Students learn that an equation can have one answer, no answer, or be true for every number. They practice simplifying equations step by step until the solution becomes clear.

Solving a linear equation means finding the one value of x that makes both sides balance. Students work with fractions and decimals as coefficients, distribute across parentheses, and combine like terms to get there.

Two equations with two unknowns can be solved together to find the one pair of values that satisfies both. Students find that point by graphing, substitution, or elimination, then check whether some problems have one solution, none, or infinite solutions.

When two straight lines are drawn on a graph, the point where they cross is the answer to both equations at once. Students learn to read that intersection as the solution to the system.

Students solve pairs of equations together to find the one point where both work at the same time. They use algebra to get an exact answer or sketch two lines on a graph to estimate where they cross.

Students solve everyday problems that need two equations working together, like finding the cost of two items when you know the total spent on each trip. They practice recognizing which method gets them to the answer fastest.

Students look at two sets of real-world data together, such as height and shoe size, to find out whether a pattern connects them.

Students plot two related measurements on a graph (like height and shoe size) and look for patterns. They describe whether the data clusters together, trends up or down, or follows a curve.

Scatter plots show how two measurements relate, like height and shoe size. Students draw a straight line that fits the dot pattern as closely as possible, then judge how well that line matches the data.

Students use a line's equation to answer real questions from a scatter plot, such as predicting one value from another. They explain what the slope and starting point of the line mean in plain terms.

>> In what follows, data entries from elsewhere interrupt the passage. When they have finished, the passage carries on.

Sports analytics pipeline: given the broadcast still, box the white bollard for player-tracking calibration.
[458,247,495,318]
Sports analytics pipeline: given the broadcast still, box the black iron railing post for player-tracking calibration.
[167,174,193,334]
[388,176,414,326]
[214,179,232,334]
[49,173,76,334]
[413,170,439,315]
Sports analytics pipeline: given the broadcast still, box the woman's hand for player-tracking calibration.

Students read a two-way table that sorts people into two categories at once, like sport preference and grade level, then use the percentages in each row or column to decide whether the two categories are related.

Students learn what a function is, practice calculating outputs from inputs, and compare how different functions behave. Think of it as reading and comparing two different rules that each turn one number into another.

A function is a rule where every input has exactly one output. Students read graphs, tables, and equations to check whether each input value produces a single matching output.

Two functions can show up in different forms: one as an equation, another as a graph or a table. Students identify which function has a steeper slope or a higher starting value by reading each representation correctly.

The equation y = mx + b draws a straight line on a graph. Students learn to tell apart equations, graphs, and tables that follow that straight-line pattern from ones that curve or bend.

Students use equations and graphs to describe how one quantity changes as another changes, like how distance grows as time passes.

Students figure out the equation for a straight-line relationship, such as a taxi fare that starts at $3 and rises $2 per mile. They find the starting value and the rate of change from a table, a graph, or a word problem, then explain what those numbers mean in context.

Students read a graph to describe how two things relate, such as whether a value rises, falls, or levels off. They also sketch a rough graph from a verbal description, turning words into a visual shape.